Within hours of President Ma’s election two months ago, an interesting story with a few ethical sensitivities caught my eye. The story focused more on the wife of the president-elect than on himself. Now, on the very heels of his inauguration, President Ma has made an announcement that immediately drew dramatic headlines in major Chinese newspapers.

When Ma Ying-jeou was first elected, the media claimed the public was chomping at the bit to know whether the new first lady would still go to work every day as an attorney for Mega International Commercial Bank after her husband’s inauguration. Would Mrs. Ma give up her career in order to settle more smoothly into various social and political expectations as the nation’s first lady?

In those first frenetic days of planning his new administration, the president-elect commented more than once that his wife had always liked “her job,” and that perhaps it was best to leave it to Mrs. Ma to make her own decision about what to do.

Now the president says that his wife has applied for early retirement. The better, it seems, to devote herself and her energies to projects more traditionally suitable (is that the right phrase?) for a first lady than proffering advice on sensitive legal questions in the volatile world of high finance.

Mrs. Ma’s retirement brings a sigh of relief to ethics teachers and others in the country who might have feared her continued presence in banking would have made the new administration an easy target for charges of conflict of interest, influence-peddling, or other sorts of iffy entanglements.

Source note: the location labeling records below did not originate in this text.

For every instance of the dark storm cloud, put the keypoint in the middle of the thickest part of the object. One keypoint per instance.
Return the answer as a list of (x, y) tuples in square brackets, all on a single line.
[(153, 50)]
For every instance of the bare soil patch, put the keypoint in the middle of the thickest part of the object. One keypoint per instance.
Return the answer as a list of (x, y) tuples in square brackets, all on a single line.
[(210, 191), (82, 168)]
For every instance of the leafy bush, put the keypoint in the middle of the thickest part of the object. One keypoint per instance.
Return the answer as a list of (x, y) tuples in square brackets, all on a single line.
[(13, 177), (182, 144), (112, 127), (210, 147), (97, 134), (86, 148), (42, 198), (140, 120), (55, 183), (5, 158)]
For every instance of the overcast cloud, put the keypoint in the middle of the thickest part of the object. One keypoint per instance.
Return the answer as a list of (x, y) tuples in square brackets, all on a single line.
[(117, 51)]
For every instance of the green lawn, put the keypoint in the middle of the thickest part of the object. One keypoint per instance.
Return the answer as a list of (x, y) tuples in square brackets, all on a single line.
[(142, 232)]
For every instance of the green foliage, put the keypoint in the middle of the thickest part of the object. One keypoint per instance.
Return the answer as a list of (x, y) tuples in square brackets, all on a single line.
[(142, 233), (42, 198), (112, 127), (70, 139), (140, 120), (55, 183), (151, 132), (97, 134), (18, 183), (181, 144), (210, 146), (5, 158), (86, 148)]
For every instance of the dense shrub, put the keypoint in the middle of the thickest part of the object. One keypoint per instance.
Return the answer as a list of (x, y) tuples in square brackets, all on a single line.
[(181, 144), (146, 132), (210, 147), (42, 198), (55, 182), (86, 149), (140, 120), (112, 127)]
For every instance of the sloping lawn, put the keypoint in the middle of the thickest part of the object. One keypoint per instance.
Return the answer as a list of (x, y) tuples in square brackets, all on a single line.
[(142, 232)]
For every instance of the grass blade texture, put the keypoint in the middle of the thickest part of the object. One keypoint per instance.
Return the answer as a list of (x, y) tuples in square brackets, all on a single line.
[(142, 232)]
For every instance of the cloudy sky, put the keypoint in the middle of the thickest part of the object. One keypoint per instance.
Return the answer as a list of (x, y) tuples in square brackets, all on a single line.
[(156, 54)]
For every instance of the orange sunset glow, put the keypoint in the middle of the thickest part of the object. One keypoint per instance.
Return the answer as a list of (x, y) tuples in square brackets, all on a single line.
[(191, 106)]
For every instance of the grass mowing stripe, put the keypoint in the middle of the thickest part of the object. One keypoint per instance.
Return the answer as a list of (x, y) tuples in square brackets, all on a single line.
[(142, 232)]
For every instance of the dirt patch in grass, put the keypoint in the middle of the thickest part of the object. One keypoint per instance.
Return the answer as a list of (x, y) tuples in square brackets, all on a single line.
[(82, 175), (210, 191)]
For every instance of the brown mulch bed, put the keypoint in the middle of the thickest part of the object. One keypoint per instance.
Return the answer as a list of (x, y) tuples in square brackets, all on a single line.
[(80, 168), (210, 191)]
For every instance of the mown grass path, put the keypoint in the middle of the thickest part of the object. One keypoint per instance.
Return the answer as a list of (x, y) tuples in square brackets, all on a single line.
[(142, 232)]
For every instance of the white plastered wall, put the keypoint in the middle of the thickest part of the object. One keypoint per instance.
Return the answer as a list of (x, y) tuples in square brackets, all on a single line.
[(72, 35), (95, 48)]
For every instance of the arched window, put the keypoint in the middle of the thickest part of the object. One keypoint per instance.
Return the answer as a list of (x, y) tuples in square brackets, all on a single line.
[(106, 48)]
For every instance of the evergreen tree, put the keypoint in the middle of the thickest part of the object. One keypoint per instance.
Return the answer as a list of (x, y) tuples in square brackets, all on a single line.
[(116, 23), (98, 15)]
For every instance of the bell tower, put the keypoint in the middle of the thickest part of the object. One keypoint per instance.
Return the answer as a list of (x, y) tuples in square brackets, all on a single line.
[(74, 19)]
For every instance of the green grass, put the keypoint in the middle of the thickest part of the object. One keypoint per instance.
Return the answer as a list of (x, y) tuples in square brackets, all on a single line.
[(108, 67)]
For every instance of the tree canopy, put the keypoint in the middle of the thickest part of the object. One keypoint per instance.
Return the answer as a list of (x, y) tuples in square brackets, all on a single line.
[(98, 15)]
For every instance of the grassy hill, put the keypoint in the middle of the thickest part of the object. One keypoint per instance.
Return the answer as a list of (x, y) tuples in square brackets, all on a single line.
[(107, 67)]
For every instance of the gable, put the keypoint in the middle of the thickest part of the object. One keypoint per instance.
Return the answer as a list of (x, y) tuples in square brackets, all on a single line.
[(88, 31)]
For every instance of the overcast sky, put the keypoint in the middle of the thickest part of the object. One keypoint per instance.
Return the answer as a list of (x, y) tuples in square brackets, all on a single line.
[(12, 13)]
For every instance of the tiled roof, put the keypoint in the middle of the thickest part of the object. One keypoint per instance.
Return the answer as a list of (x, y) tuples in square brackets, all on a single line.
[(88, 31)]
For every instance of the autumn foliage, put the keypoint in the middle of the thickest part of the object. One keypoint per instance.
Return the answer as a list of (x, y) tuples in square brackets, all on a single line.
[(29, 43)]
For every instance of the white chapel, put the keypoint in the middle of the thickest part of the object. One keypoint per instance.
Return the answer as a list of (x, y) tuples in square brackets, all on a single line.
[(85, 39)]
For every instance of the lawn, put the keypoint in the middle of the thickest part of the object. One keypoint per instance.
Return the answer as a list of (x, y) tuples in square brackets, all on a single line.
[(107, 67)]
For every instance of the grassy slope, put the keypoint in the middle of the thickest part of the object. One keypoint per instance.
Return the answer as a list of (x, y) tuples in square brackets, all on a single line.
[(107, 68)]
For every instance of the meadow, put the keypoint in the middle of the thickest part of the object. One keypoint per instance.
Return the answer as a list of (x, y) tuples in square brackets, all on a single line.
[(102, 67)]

The Chinese United Daily News says a beloved uncle and older sister of the president will be also be stepping aside from their business-related positions.

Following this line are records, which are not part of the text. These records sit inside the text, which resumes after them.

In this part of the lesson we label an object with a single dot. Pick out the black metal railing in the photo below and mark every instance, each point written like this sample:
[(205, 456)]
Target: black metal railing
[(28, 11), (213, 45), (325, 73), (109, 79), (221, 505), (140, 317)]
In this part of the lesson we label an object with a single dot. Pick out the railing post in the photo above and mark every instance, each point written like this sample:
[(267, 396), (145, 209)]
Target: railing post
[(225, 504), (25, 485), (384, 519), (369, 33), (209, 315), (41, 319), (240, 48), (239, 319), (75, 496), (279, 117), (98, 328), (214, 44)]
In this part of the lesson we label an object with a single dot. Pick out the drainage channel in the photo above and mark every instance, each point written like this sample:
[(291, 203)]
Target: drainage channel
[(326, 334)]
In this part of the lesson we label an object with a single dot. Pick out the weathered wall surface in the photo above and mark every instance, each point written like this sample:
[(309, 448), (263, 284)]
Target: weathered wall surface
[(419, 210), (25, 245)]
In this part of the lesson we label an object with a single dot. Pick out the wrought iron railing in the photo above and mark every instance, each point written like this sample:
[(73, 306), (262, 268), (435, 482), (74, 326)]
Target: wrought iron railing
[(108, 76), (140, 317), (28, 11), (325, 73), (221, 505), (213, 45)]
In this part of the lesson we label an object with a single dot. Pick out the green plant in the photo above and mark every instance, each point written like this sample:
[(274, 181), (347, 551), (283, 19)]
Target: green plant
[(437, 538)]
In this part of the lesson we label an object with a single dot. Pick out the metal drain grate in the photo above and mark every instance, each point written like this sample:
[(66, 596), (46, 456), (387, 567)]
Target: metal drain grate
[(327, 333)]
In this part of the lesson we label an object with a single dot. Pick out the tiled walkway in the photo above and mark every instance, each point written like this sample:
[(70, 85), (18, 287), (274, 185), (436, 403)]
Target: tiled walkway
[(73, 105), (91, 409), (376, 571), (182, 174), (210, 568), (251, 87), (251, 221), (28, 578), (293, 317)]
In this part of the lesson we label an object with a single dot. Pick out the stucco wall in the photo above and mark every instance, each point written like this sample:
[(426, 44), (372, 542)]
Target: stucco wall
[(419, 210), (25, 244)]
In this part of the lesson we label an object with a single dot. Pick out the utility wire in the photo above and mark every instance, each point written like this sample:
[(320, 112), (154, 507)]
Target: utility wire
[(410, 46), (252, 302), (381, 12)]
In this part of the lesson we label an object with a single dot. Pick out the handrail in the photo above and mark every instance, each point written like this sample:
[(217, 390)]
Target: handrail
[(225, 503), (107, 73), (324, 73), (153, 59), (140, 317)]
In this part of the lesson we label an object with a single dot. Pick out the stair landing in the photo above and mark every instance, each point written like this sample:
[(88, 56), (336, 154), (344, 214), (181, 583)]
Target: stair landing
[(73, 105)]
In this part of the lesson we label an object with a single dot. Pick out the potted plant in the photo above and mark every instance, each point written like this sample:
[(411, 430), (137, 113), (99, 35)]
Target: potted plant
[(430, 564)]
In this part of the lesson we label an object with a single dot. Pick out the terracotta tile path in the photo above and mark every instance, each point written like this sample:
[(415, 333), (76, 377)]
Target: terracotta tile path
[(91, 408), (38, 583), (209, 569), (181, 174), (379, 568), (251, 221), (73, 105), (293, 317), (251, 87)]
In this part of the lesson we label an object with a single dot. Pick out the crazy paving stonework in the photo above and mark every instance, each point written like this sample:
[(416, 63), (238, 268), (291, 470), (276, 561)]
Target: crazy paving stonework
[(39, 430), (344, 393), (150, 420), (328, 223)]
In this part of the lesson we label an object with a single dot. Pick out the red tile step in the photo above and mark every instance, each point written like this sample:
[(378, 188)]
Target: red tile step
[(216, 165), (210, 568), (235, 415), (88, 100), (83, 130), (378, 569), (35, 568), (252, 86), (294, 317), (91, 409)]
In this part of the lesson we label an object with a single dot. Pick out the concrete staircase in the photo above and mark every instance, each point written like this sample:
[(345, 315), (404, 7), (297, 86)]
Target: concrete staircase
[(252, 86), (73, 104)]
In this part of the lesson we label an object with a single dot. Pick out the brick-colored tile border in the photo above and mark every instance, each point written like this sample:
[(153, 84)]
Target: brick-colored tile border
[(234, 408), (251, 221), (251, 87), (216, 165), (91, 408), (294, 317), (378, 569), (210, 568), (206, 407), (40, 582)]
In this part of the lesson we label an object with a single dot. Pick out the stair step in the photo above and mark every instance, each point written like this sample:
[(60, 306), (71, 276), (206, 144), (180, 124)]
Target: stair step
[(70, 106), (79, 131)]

After observing the barrage of accusations of corruption against the former first lady and her husband, it is, well, reassuring to note the new president’s desire to protect that pristine image of his.

At the same time, the “feminist” in me feels just a little sad that so many in our society appear to have assumed that Mrs. Ma would (of course!) surrender her right to a lucrative and satisfying career and become, in the blink of an eye, a whole-hearted and full-time appendage to her husband’s career.

Another phenomenon related to this question of assumptions about women also arises. Soon after Mr. Ma’s election, some in the media began to refer to the new first lady by an English first name. It was “Christine” this and “Christine” that for a week or so. I don’t know about you, but I cringed every time I saw that type of familiarity.